On Mike Huckabee, Barack Obama and Frank Rich’s Decision to Sell Us, His Largest and Heretofore Most Devoted Constituency, Down the River


Of all the political columnists at The New York Times, Frank Rich has always seemed the most comfortable — or perhaps we should say the least oblivious — writing about political and social issues from what could be called a gay perspective. After all Rich, who was perhaps the most feared theater critic in the history of the newspaper, certainly knows how to access his inner queen, which makes his prose so much more interesting than say, Bob Herbert, who now and again will write something supportive, but whose tepid, predictable prose makes him a sitting duck for the right. As for the rest of them — Maureen Dowd, David Brooks, Gail Collins, Nick Kristoff, Paul Krugman, and Thomas Friedman — although we occasionally agree with or (in Dowd’s case) are amused by one of their columns, we never truly identify with them because to read their writing is to get the sense (like so much of the post-war American political and cultural landscape) that gays simply do not exist. (We should take a moment here to note our longstanding dismay that The Times — the newspaper of record for the largest and gayest city in the world — does not have a single openly gay political columnist among its ranks; even a “homocon” like Andrew Sullivan would be a huge improvement over the current editorial wasteland at The Times). So we have had to make do with Frank Rich, and to his credit, he has generally risen to the occasion, writing with force and clarity in his adopted gay voice (though for the record he is legally married — and not in Massachusetts — with children, which is to say that whatever he is, he’s not openly gay) about the usual range of inequalities and indignities heaped upon queens, dykes and related outsiders in the longstanding effort to disenfranchise us from the power structure of the country.
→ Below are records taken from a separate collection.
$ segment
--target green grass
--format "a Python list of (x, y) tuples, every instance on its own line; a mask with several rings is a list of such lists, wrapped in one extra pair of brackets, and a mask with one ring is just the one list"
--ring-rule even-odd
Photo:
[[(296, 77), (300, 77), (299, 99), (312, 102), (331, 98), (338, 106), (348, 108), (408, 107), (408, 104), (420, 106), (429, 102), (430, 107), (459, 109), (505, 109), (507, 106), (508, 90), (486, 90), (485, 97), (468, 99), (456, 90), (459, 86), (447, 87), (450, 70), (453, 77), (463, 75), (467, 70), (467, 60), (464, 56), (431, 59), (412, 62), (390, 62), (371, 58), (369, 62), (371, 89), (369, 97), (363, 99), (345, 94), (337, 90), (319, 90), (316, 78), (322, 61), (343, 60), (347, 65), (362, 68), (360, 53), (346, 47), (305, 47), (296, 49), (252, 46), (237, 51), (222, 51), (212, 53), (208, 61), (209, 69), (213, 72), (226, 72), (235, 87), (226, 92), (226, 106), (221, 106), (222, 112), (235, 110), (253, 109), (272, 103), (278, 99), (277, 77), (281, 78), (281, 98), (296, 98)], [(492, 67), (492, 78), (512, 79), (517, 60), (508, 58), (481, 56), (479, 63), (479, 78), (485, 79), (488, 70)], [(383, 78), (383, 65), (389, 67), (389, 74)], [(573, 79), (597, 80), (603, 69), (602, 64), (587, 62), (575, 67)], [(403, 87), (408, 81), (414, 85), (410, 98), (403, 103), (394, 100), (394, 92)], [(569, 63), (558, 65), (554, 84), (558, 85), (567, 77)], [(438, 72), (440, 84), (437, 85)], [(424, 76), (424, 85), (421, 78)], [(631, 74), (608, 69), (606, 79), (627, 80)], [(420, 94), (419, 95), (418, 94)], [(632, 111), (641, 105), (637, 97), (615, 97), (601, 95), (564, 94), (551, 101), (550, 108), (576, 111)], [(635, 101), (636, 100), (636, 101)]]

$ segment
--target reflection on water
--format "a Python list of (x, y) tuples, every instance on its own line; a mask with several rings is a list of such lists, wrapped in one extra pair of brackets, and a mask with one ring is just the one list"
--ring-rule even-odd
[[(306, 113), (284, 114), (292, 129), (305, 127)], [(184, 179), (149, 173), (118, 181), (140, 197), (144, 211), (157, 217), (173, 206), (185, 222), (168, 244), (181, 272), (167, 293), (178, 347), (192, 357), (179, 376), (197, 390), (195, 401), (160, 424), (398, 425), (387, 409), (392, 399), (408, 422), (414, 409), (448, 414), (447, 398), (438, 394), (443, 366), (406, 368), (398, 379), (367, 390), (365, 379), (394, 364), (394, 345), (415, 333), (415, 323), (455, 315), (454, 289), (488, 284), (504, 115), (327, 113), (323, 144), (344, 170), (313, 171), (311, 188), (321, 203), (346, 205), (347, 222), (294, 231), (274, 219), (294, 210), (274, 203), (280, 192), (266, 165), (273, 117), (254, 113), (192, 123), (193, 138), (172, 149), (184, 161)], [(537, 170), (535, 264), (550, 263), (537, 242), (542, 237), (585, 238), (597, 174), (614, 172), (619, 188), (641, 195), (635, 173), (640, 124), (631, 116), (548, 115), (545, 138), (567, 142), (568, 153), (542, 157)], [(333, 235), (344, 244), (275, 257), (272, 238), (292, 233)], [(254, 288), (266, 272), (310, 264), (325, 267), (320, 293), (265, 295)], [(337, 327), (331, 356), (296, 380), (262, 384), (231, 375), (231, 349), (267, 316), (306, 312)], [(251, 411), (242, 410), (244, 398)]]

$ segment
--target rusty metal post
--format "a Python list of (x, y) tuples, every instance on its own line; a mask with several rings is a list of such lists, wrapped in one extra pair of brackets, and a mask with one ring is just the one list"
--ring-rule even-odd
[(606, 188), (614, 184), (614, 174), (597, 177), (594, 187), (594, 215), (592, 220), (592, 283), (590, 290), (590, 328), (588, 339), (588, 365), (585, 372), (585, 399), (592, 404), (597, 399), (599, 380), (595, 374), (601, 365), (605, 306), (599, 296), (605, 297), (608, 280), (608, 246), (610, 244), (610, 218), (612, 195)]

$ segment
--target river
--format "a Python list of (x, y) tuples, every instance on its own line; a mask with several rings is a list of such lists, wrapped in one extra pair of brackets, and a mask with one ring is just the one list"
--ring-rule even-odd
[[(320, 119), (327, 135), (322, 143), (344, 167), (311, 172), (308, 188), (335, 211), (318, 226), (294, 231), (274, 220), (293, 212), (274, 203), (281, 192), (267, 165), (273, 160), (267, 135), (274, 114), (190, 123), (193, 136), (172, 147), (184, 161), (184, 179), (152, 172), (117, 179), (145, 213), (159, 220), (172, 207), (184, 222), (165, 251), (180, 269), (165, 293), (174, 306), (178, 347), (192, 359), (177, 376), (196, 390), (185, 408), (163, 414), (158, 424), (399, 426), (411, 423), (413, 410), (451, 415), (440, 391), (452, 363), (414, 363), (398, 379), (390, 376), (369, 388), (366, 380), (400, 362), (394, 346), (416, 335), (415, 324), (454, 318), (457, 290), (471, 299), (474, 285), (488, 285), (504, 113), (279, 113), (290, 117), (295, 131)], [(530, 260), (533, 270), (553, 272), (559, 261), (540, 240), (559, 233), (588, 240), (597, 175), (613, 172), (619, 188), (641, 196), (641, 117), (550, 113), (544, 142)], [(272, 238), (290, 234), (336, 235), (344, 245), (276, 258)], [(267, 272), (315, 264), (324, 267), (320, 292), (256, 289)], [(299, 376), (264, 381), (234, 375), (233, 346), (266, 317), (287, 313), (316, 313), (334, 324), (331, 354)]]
Thus, imagine how we felt today reading Rich’s column, in which he lauds presidential candidates Mike Huckabee and Barack Obama for their “uplifting” campaigns but completely fails to mention the extreme prejudice (or at least in Obama’s case, insensitivity) each candidate has displayed on the gay front. To quote Rich, he writes that, as with Obama’s recent surge in the polls, “[t]he real reason for Mr. Huckabee’s ascendance may be that his message is simply more uplifting — and, in the ethical rather than theological sense, more Christian — than that of rivals whose main calling cards of fear, torture and nativism have become more strident with every debate. The fresh-faced politics of joy may be trumping the five-o’clock-shadow of Nixonian gloom and paranoia favored by the entire G.O.P. field with the sometime exception of John McCain.” Rich concludes by predicting that “Mr. Huckabee and Mr. Obama… are both betting that this is another crossroads, like 1960, when Americans are hungry for a leader who will refocus the nation on the path ahead.”

Rich’s failure to discuss Obama’s missteps through a gay lens is problematic, given the candidate’s decision this fall to do a gospel tour with Donnie McClurkin, a self-hating queen who has sex with men but who “crusades against ‘the curse of homosexuality’,” but far more disturbing is Rich’s failure to mention Huckabee’s position of record with regard to AIDS . Incredibly, Huckabee has written that Hollywood celebrities should fund AIDS research from their own pockets, rather than federal health agencies, that (and this in his own words) “[i]f the federal government is truly serious about doing something with the AIDS virus, we need to take steps that would isolate the carriers of this plague,” and that “[i]t is difficult to understand the public policy towards AIDS. It is the first time in the history of civilization in which the carriers of a genuine plague have not been isolated from the general population, and in which this deadly disease for which there is no cure is being treated as a civil rights issue instead of the true health crisis it represents.”

Granted, Huckabee made these statements 15 years ago while running for a different office, but it’s not as if he has apologized or at least tried (like Obama) to explain what is essentially a fascist position (that these statements did not permanently end Huckabee’s political career shows the extent to which homophobia is still tacitly or explicitly accepted in the United States). Maybe Huckabee will distance himself from these positions (as Andrew Sullivan predicts) or maybe he won’t (given Huckabee’s political base, we are not optimistic), but the true offense here belongs to Rich, who (of all people) should not have given Huckabee a pass on this.

We can only imagine how many men Rich knew from his theater-critic days who died of AIDS, and how they would respond to his appraisal of Huckabee’s campaign as “Christian” and “uplifting.” After today, we suspect they are all rolling in their graves; or, as the saying goes: with friends like Rich, who needs enemies?